Collaboration also provides Nick with knowledge exchange opportunities and experience of different business models: “[They] invited me to join their establishment board and it was interesting because it is set up as a cooperative where it squarely sees itself as a social entrepreneurial business. It’s actually quite uncommon for co-op structures to be used for technology businesses they tend to be industry/sector businesses like dairy. So that intrigued me a little bit, around just, you know, seeing how that could work. It was a bit of an experiment for me, so I quite enjoyed that.” Through collaboration Nick is also better able to deal with the level of detail he likes to work with in his business development. For Nick, getting the detail right is important: “If you don’t do the detail you might get the deal done but you’re not necessarily putting yourself in a position where you’ve got a team that could do the next deal; because it was probably more luck that you got it across. You’re trying to manage the gap between the vision, if you like, pushing out [gestures with hands] and the detail coming in behind.” Engaging with the detail in a deal ensures that Nick has “the bases covered” and that business risk is minimised: “If that detail is there you get locked in so you can hold your place. The bigger the distance [to market] the more exposed you are to market silliness, or someone not being truthful or making bad decisions. I think it’s something I learned as a lawyer actually; that detail is important.

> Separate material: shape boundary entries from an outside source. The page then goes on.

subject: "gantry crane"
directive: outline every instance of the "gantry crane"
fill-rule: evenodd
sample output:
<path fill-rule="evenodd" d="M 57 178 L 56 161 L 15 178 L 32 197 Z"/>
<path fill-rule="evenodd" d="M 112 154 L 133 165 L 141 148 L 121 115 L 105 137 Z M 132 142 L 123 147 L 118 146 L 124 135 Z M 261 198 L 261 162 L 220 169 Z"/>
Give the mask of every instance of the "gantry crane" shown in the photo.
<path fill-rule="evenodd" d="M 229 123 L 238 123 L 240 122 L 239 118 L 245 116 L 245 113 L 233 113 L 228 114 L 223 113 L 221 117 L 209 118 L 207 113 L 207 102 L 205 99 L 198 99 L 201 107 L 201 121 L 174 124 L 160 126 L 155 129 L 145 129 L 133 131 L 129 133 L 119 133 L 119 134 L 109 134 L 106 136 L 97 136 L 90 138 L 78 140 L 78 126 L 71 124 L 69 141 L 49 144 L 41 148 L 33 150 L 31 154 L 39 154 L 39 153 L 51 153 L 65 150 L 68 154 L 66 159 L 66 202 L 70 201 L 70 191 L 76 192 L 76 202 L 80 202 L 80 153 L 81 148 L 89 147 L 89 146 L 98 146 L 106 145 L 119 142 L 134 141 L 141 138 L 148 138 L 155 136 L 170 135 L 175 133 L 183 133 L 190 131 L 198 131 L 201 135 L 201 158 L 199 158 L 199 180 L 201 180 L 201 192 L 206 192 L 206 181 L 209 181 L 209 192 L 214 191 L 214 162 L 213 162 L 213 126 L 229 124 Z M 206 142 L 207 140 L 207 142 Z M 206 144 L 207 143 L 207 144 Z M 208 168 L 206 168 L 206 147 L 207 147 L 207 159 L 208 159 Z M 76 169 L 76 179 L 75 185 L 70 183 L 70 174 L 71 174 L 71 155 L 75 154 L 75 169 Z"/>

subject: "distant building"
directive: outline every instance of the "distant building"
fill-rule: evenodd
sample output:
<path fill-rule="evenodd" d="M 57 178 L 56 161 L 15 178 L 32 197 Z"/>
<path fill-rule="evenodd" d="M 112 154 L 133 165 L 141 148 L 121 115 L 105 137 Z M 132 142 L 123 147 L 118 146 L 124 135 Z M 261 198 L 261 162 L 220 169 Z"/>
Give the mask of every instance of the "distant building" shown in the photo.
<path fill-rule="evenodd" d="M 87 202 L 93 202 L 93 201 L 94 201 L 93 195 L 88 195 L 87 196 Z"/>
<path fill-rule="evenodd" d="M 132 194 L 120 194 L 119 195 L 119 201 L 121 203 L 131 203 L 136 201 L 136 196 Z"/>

But, I think, the way that I would frame it is that to me the detail has to be focused on a solution.”
Being solution-focused is important to Nick, as his resources are limited, he must show investors that capital is used wisely and he is focused on making things “happen”. However Nick has found that, as a resource himself, he has faced both exploitation and the potential for personal burn-out. Therefore, he must also carefully self-manage: “People just wanted me all the time [used strong emphasis] and I was just totally emotionally exhausted. Nick now focuses his attention on relationships that involve “meaningful conversations”. For Nick, meaningful conversations are developmental and involve a valuable exchange of ideas: “When it’s about the idea and the creativity, it’s much more of a medium of exchange than we actually think it is. The people who want me, they don’t realise that for
121 me to go and spend an hour with them and share stuff with them takes a big chunk of my energy. And it’s like feeding a hungry lion [laughs] the more you feed it the more it wants. And, then it will just eat you up.” Pragmatically, Nick remains focused on what he seeks to achieve—development—and one of his goals is to become increasingly efficient at
achieving this: “I mean the companies could still fail because the market’s not there, or they can’t get the right amount of capital at the right time. But I’m satisfied in a sense of having gone from zero to getting them to be serious opportunities; which is, basically, what I do.”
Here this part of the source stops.